N = train.shape[0]                     # Number of documents
S = labels_train.sum()                 # Number of relevant documents

df_t = train.sum(axis=0)               # Words document frequencies
s = train[labels_train>0].sum(axis=0)  # Words relevant document frequencies


def calculate_ct(N, S, s, df_t, alpha=0.001):
    return np.log(
                    ((s+alpha)/(S-s+alpha)) /
                    ((df_t-s+alpha)/(N-df_t-S+s+alpha))
                 )


def accuracy(ct, test, labels_test, threshold=0.5):
    rsvs = (test * ct).sum(axis=1)
    return (((rsvs > threshold) == (labels_test)).sum() / float(len(test)))


def precision(ct, test, labels_test, threshold=0.5):
    rsv_real_positives = (test * ct).sum(axis=1)[labels_test==1]
    total_correct_positives = rsv_real_positives[rsv_real_positives > threshold].shape[0]
    total_real_positives = labels_test.sum()
    
    return total_correct_positives / total_real_positives
    
def recall(ct, test, labels_test, threshold=0.5):
    rsvs = (test * ct).sum(axis=1)
    
    rsv_real_positives = rsvs[labels_test==1]
    total_correct_positives = rsv_real_positives[rsv_real_positives > threshold].shape[0]
    
    total_positives_suggested = rsvs[rsvs>threshold].shape[0]
    try:
        return float(total_correct_positives)  / (total_positives_suggested)
    except:
        return 0
    

def F(ct, test, labels_test, threshold):
    PR = precision(ct, test, labels_test, threshold)
    R = recall(ct, test, labels_test, threshold)
    return (2.0 * PR * R) / (PR + R)

# plotting
fig = plt.figure()
ax = fig.add_subplot(111)

blue_patch = mpatches.Patch(color='blue', label='F')
green_patch = mpatches.Patch(color='green', label='accuracy')
#red_patch = mpatches.Patch(color='red', label='precision')
#black_patch = mpatches.Patch(color='black', label='recall')

ax.legend(handles=[green_patch, blue_patch])
ax.set_ylim([0, 1.5])
ax.set_xlabel('threshold')
ax.set_ylabel('F')
ct=calculate_ct(N, S, s, df_t)
#calculate accuracy for threshold values between -40 and 40
ax.plot(np.arange(-40, 40, 1), [F(ct, test, labels_test, i) for i in np.arange(-40, 40, 1)], color='blue')
ax.plot(np.arange(-40, 40, 1), [accuracy(ct, test, labels_test, i) for i in np.arange(-40, 40, 1)], color='green')
#ax.plot(np.arange(-40, 40, 1), [precision(ct, test, labels_test, i) for i in np.arange(-40, 40, 1)], color='red')
#ax.plot(np.arange(-40, 40, 1), [recall(ct, test, labels_test, i) for i in np.arange(-40, 40, 1)], color='black')

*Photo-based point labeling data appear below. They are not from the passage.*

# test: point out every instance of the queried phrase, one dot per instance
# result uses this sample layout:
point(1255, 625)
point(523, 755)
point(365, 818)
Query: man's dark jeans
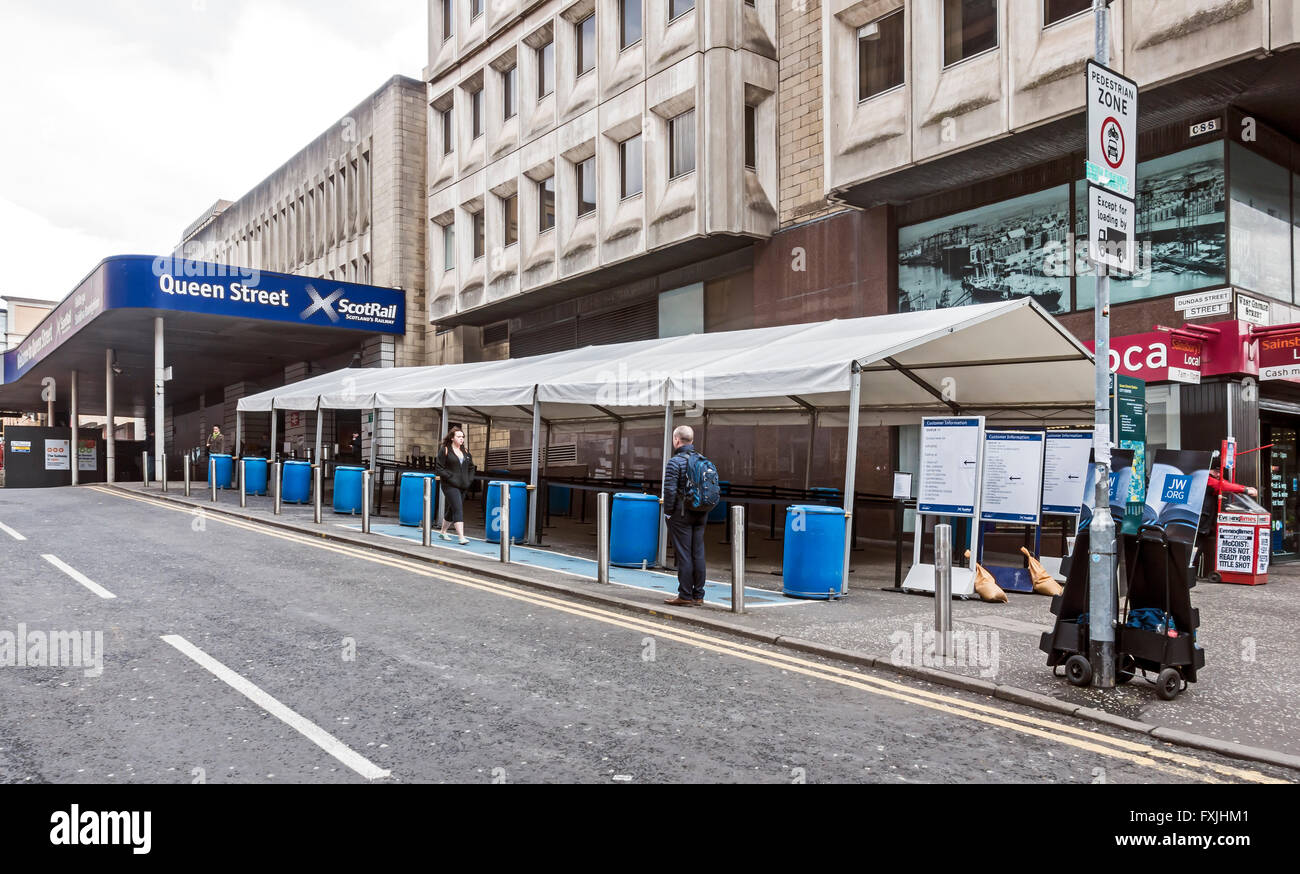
point(688, 544)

<IPython.core.display.Javascript object>

[<matplotlib.lines.Line2D at 0x1108ed610>]

## Find out how accuracy changes when threshold and alpha changes

In [3]:
xx, yy = np.meshgrid(np.arange(-40, 40, 1), np.arange(0.01, 1100, 100))
Z = np.c_[xx.ravel(), yy.ravel()]
z = [F(calculate_ct(N, S, s, df_t, alpha=y), test, labels_test, x) for x,y in Z]

fig = plt.figure()
ax = fig.gca(projection='3d')
ax.set_xlabel('threshold')
ax.set_ylabel('alpha')
ax.set_zlabel('F')
ax.plot_trisurf(xx.ravel(), yy.ravel(), z, cmap=cm.jet, linewidth=0.02)

<IPython.core.display.Javascript object>

<mpl_toolkits.mplot3d.art3d.Poly3DCollection at 0x110b88d50>

As you can see smoothing factor(alpha) did not affect the accuracy.

## Conclusion

$\hspace{10 mm}$Although probabilistic model makes too many assumptions that are gravely wrong, it is useful for ranking purposes. One of the assumptions was that, words in the documents are independent of each other. Even though this assumption could break tasks like speech recognition, for information retrieval purposes it is very helpful assumption because IR generally does not depend on the structure of sentences. One drawback of probabilistic model is that you have to recalculate relevancy of all documents, whenever a term relevancy changes. This takes too much time, that's why you might change document relevancies after sum of ct differences exceed a threshold, which is very wrong if the available data is very small. That's why probabilistic model is rarely implemented for large scale Information retrieval applications.